Berdasarkan risetnya, doktor lulusan Universitas Leiden itu, membahas “pasukan siber,” yang didefinisikan Wijayanto sebagai jaringan terkoordinasi yang menggunakan akun-akun anonim untuk menyebarkan narasi tertentu di media sosial guna memengaruhi opini publik. Operasi tersebut, menurut Wjayanto, didanai secara rahasia oleh pihak-pihak berkepentingan dan melibatkan ratusan akun palsu, yang digunakan untuk menyebarkan, mengulang, dan mengamplifikasi pesan yang sama. “Dalam konteks Indonesia, pasukan siber menjadi alat bagi elite politik dan ekonomi untuk menguasai ruang opini publik, terutama menjelang Pemilu dan pada isu-isu kebijakan penting,”kata Wijayanto. “Ini fenomena yang lebih kompleks dari sekadar ‘buzzer politik,’ karena melibatkan organisasi yang sangat rapi.”
Bagaimana riset dilakukan?
Untuk mengungkap struktur pasukan siber ini, Wijayanto dan timnya mewawancarai 52 individu yang bekerja sebagai cybertrooper, influencer, pembuat konten, dan koordinator kampanye media sosial. Penelitiannya mengungkap bahwa cybertrooper di Indonesia biasanya direkrut secara freelance, bekerja dalam tim temporer, dan diorganisir dengan ketat dalam jaringan. Dalam kurun antara Januari hingga Desember 2021, tim Wijayanto berhasil melakukan wawancara yang mendalam dengan 23 operator akun palsu, 22 influencer, dua pembuat konten, dan lima koordinator yang berperan dalam mengelola operasi media sosial ini.

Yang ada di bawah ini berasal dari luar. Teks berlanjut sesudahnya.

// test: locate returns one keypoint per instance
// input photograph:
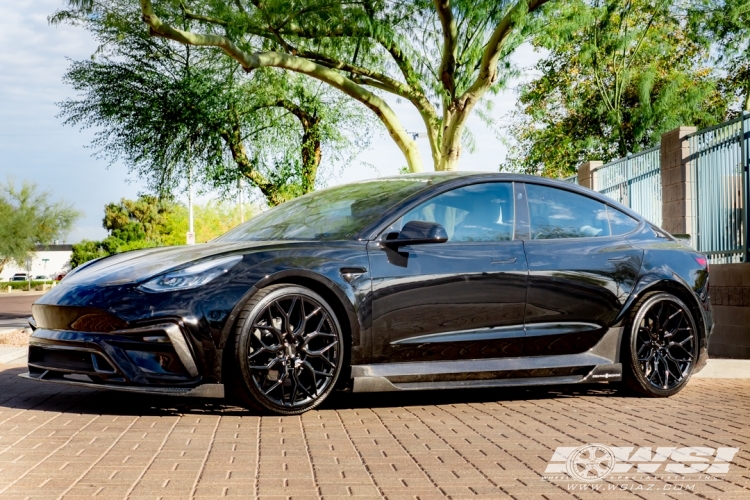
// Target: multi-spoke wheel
(288, 349)
(663, 346)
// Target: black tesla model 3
(415, 282)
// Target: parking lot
(61, 442)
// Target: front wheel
(288, 351)
(662, 348)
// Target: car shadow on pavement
(19, 393)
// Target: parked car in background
(423, 281)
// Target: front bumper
(154, 359)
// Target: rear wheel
(662, 347)
(287, 351)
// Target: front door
(581, 270)
(462, 299)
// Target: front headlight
(191, 277)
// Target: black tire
(286, 352)
(660, 347)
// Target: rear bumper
(152, 359)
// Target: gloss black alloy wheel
(288, 349)
(663, 346)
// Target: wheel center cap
(290, 350)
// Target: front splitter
(202, 391)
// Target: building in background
(47, 260)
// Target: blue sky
(35, 146)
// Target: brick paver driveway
(58, 442)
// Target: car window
(557, 213)
(482, 212)
(620, 223)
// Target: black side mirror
(418, 232)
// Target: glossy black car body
(521, 311)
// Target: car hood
(139, 265)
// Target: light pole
(28, 271)
(45, 270)
(190, 236)
(239, 194)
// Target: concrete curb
(725, 368)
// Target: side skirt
(598, 364)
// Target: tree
(28, 218)
(171, 112)
(724, 26)
(151, 222)
(617, 75)
(442, 56)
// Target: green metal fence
(634, 181)
(719, 175)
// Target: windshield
(336, 213)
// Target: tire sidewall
(639, 377)
(244, 331)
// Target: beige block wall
(676, 183)
(730, 298)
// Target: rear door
(581, 270)
(463, 299)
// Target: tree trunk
(233, 139)
(454, 122)
(311, 155)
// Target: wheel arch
(674, 285)
(323, 286)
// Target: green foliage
(167, 109)
(441, 56)
(617, 76)
(85, 251)
(151, 222)
(28, 218)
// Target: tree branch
(197, 17)
(251, 61)
(488, 68)
(450, 36)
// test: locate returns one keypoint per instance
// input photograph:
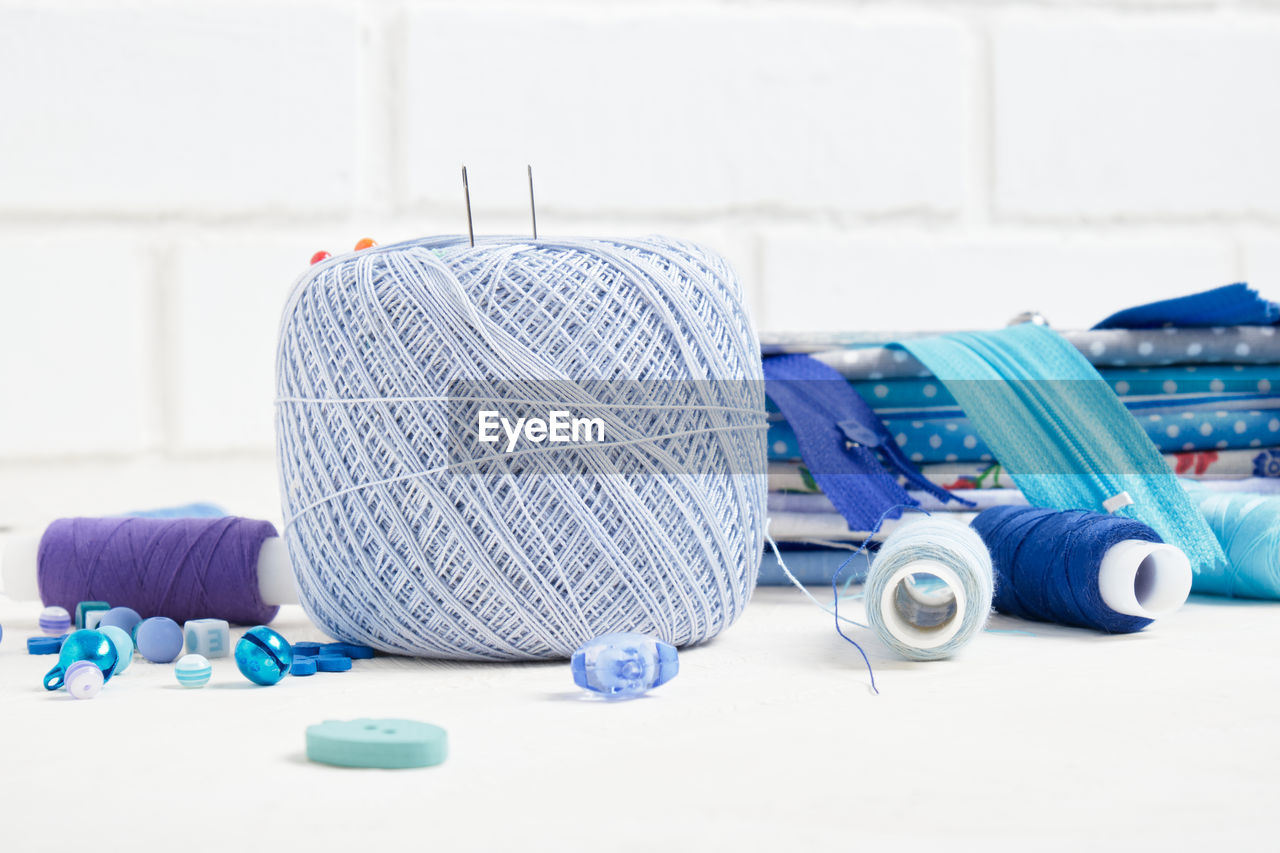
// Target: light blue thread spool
(401, 546)
(928, 591)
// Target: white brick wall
(167, 169)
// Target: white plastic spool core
(19, 570)
(275, 580)
(923, 617)
(1147, 579)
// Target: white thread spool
(924, 619)
(19, 570)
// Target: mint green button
(376, 743)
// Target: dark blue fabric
(826, 414)
(1047, 564)
(1230, 305)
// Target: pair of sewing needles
(533, 210)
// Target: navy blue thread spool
(1084, 569)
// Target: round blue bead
(159, 639)
(88, 646)
(122, 617)
(123, 646)
(263, 656)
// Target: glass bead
(88, 646)
(263, 656)
(624, 665)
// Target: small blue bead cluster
(106, 638)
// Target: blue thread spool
(83, 680)
(622, 666)
(193, 671)
(123, 647)
(88, 646)
(263, 656)
(55, 621)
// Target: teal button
(376, 743)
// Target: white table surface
(768, 739)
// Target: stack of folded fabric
(1201, 374)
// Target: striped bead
(193, 671)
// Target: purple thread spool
(177, 568)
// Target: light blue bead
(263, 656)
(55, 621)
(208, 637)
(123, 646)
(88, 646)
(624, 665)
(123, 617)
(159, 639)
(193, 671)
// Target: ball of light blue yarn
(1248, 529)
(397, 546)
(923, 602)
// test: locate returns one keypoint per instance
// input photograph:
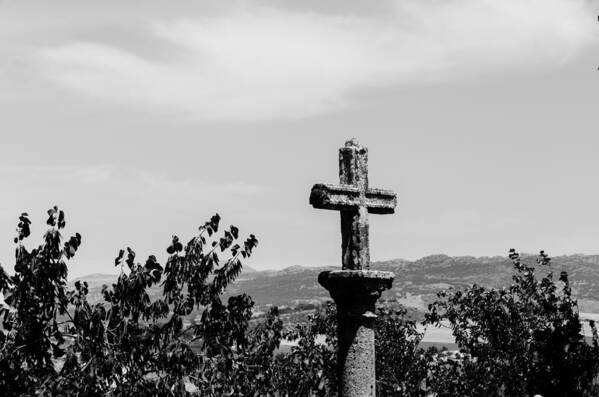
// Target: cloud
(266, 63)
(111, 178)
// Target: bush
(520, 341)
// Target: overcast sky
(142, 119)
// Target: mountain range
(416, 282)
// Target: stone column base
(355, 293)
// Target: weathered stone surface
(355, 289)
(354, 199)
(355, 293)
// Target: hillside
(415, 285)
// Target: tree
(519, 341)
(53, 342)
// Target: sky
(142, 119)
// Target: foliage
(524, 339)
(520, 341)
(53, 342)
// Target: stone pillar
(355, 293)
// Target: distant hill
(416, 282)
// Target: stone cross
(354, 199)
(355, 289)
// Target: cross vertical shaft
(355, 289)
(353, 171)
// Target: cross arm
(346, 197)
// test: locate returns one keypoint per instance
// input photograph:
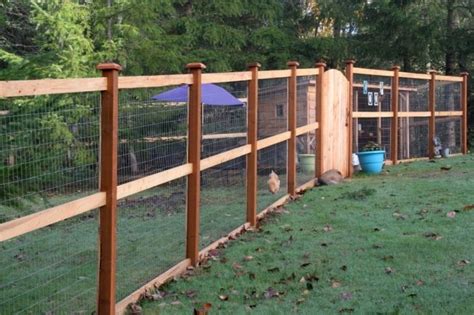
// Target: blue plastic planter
(371, 162)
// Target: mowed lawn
(378, 244)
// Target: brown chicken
(273, 182)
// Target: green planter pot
(307, 162)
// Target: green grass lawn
(378, 244)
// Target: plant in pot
(371, 158)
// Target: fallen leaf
(451, 214)
(203, 310)
(270, 293)
(468, 207)
(236, 266)
(463, 262)
(327, 228)
(135, 309)
(346, 296)
(346, 310)
(420, 282)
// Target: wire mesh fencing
(49, 156)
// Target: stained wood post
(432, 122)
(292, 117)
(194, 157)
(252, 137)
(350, 77)
(464, 111)
(108, 184)
(394, 101)
(319, 118)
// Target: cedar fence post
(108, 184)
(432, 122)
(252, 134)
(395, 100)
(292, 116)
(194, 157)
(350, 77)
(464, 111)
(319, 118)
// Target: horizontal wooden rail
(307, 72)
(448, 78)
(140, 82)
(51, 86)
(410, 75)
(50, 216)
(154, 180)
(449, 113)
(264, 143)
(274, 74)
(406, 114)
(308, 128)
(226, 77)
(179, 268)
(374, 72)
(371, 114)
(225, 156)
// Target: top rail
(51, 86)
(80, 85)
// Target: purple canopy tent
(211, 95)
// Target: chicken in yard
(273, 182)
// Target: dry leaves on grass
(451, 214)
(463, 262)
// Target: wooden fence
(110, 192)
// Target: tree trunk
(450, 25)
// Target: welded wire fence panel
(448, 130)
(52, 270)
(448, 96)
(305, 166)
(150, 235)
(272, 107)
(376, 130)
(413, 135)
(372, 93)
(152, 134)
(224, 127)
(413, 95)
(48, 151)
(48, 156)
(271, 159)
(223, 200)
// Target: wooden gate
(334, 123)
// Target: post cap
(254, 65)
(109, 66)
(195, 65)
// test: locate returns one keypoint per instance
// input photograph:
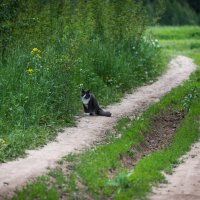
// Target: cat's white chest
(85, 101)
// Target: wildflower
(2, 142)
(38, 56)
(35, 50)
(29, 71)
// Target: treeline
(50, 49)
(175, 12)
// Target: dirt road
(184, 183)
(16, 173)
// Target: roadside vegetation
(49, 50)
(116, 169)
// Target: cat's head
(85, 94)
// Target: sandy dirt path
(15, 174)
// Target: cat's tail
(104, 113)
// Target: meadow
(49, 51)
(88, 173)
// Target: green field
(52, 50)
(89, 174)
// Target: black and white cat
(91, 105)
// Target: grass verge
(99, 173)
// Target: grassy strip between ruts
(86, 176)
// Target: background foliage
(179, 12)
(49, 50)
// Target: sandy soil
(15, 174)
(184, 183)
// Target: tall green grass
(92, 168)
(99, 45)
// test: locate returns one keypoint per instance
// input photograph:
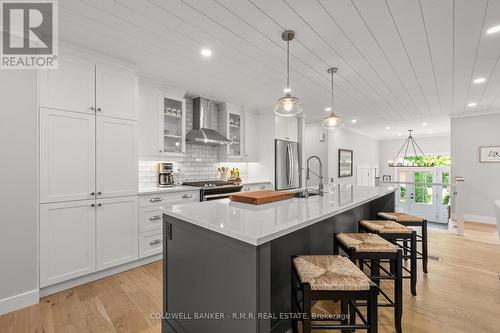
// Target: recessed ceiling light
(206, 52)
(493, 30)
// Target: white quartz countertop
(258, 224)
(172, 189)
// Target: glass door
(423, 199)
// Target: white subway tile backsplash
(199, 163)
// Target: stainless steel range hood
(204, 127)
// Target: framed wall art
(489, 154)
(345, 163)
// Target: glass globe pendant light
(332, 120)
(288, 105)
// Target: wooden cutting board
(260, 197)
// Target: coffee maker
(165, 176)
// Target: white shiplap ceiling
(401, 62)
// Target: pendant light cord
(332, 91)
(288, 64)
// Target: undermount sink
(303, 195)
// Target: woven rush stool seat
(372, 250)
(385, 227)
(413, 221)
(366, 242)
(401, 236)
(332, 278)
(400, 217)
(328, 272)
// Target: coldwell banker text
(29, 34)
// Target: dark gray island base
(214, 283)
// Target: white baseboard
(480, 219)
(49, 290)
(20, 301)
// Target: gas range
(215, 189)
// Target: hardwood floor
(461, 293)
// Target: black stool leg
(344, 311)
(373, 309)
(306, 322)
(413, 264)
(294, 296)
(424, 246)
(375, 271)
(398, 291)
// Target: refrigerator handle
(291, 167)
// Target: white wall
(365, 152)
(482, 180)
(314, 146)
(429, 145)
(18, 197)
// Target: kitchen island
(227, 264)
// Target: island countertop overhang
(258, 224)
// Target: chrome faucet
(320, 175)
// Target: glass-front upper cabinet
(172, 125)
(232, 125)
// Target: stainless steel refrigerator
(286, 164)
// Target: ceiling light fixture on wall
(401, 161)
(332, 120)
(288, 105)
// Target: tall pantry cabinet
(88, 169)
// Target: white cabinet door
(67, 241)
(70, 87)
(117, 162)
(117, 231)
(251, 136)
(67, 156)
(116, 93)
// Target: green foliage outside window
(429, 161)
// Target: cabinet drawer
(151, 218)
(151, 243)
(170, 198)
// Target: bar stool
(395, 232)
(374, 249)
(412, 221)
(327, 277)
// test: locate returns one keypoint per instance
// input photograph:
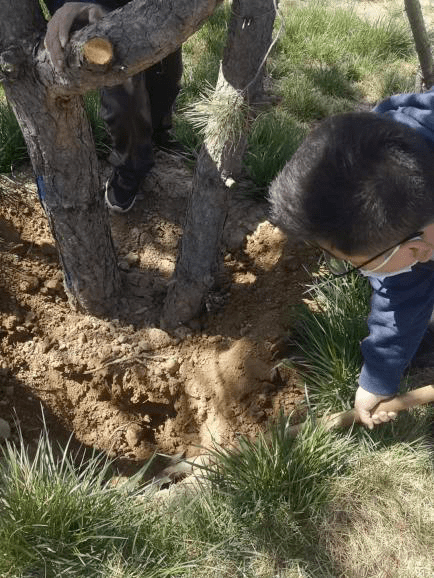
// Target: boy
(361, 187)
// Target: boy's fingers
(366, 419)
(383, 417)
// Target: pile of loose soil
(126, 386)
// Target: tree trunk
(50, 111)
(421, 40)
(240, 83)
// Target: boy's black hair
(360, 182)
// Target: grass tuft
(328, 329)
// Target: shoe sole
(117, 208)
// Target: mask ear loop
(395, 250)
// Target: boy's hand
(365, 402)
(72, 14)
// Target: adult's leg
(126, 110)
(163, 84)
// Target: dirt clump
(125, 386)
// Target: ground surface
(127, 387)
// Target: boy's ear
(419, 250)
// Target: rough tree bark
(421, 41)
(49, 108)
(199, 263)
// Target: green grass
(13, 151)
(323, 504)
(326, 60)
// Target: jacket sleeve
(401, 308)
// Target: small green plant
(276, 132)
(327, 334)
(92, 103)
(13, 149)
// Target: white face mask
(390, 274)
(372, 273)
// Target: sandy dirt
(125, 386)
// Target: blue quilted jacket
(402, 305)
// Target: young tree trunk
(421, 40)
(50, 111)
(240, 83)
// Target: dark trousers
(137, 111)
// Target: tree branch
(139, 35)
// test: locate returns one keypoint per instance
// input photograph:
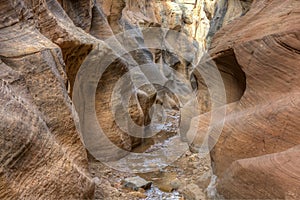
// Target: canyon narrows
(149, 99)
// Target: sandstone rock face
(41, 152)
(257, 155)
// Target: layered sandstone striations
(257, 154)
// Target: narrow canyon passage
(149, 99)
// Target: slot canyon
(150, 99)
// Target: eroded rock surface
(257, 153)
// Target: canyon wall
(257, 154)
(44, 43)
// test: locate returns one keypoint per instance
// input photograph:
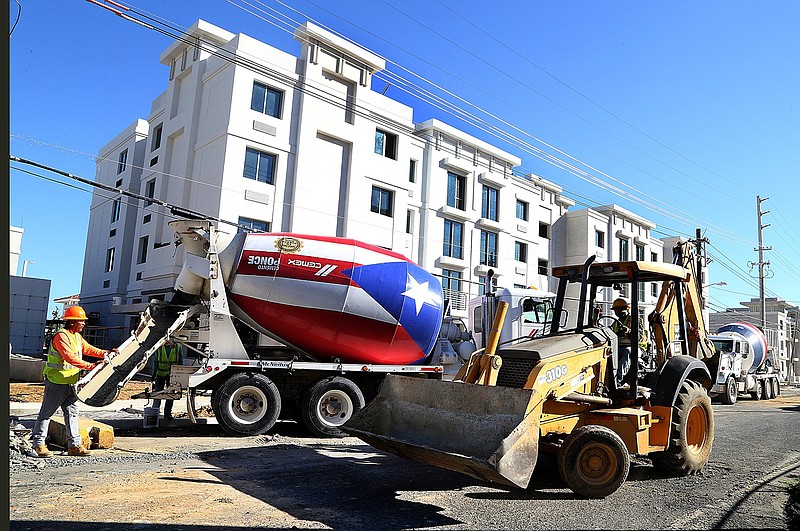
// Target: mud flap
(487, 432)
(101, 386)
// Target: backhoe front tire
(246, 404)
(328, 404)
(691, 433)
(731, 391)
(594, 461)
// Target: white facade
(612, 233)
(343, 160)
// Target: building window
(489, 203)
(521, 252)
(122, 162)
(252, 225)
(266, 100)
(488, 248)
(259, 166)
(522, 210)
(456, 191)
(386, 144)
(600, 239)
(453, 239)
(544, 230)
(157, 132)
(141, 254)
(382, 201)
(482, 285)
(110, 259)
(451, 279)
(623, 249)
(150, 191)
(543, 266)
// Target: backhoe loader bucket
(487, 432)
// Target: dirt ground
(32, 392)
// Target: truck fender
(666, 383)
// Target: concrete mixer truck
(743, 365)
(297, 326)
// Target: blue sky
(688, 109)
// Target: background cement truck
(743, 364)
(304, 327)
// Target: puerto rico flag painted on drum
(337, 298)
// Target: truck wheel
(246, 404)
(692, 432)
(758, 392)
(328, 404)
(731, 391)
(594, 462)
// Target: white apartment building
(250, 134)
(612, 233)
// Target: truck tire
(692, 432)
(246, 404)
(328, 404)
(594, 461)
(758, 392)
(731, 391)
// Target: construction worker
(622, 327)
(62, 370)
(167, 355)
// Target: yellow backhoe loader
(560, 392)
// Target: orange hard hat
(74, 313)
(620, 304)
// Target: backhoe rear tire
(731, 391)
(246, 404)
(691, 433)
(594, 461)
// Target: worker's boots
(79, 450)
(43, 451)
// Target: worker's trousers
(57, 396)
(159, 384)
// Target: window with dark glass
(488, 253)
(156, 143)
(259, 166)
(122, 162)
(489, 203)
(253, 225)
(453, 239)
(456, 191)
(386, 144)
(266, 100)
(522, 210)
(520, 252)
(382, 201)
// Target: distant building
(303, 144)
(779, 328)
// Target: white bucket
(150, 417)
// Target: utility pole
(761, 262)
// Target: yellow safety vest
(57, 369)
(166, 359)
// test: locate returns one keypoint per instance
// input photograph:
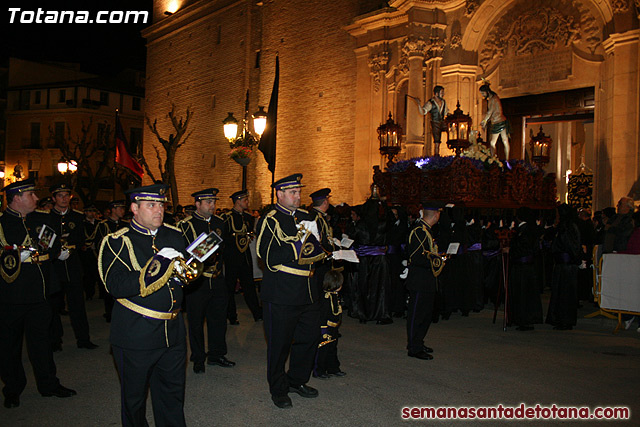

Penelitian didanai Royal Dutch Academy of Sciences (KNAW), dan dilaksanakan bekerja sama dengan Social Economic Institute of Research, Education, and Information (LP3ES) yang menyediakan jaringan lapangan untuk akses ke narasumber yang sulit dijangkau. Penelitian itu juga mendapatkan persetujuan etik dari Royal Netherlands Academy of Arts and Sciences pada tahun 2022.
Temuan utama Wijayanto mengungkap bahwa pasukan siber di Indonesia memiliki tiga karakteristik utama: (1) mereka didanai secara rahasia, (2) menggunakan akun anonim untuk menutupi identitas asli, dan (3) diorganisasi secara terstruktur untuk memengaruhi opini publik. Menurut Wijayanto, berbeda dengan negara-negara lain seperti Rusia atau Tiongkok, di mana operasi siber ini dikendalikan langsung oleh negara atau perusahaan besar, di Indonesia pasukan siber lebih bersifat ad-hoc dan berbasis proyek, menyerupai tim kampanye pemilu. “Mereka bekerja seperti tim sukses yang sementara, tetapi memiliki pengaruh yang jauh lebih luas,” kata Wijayanto.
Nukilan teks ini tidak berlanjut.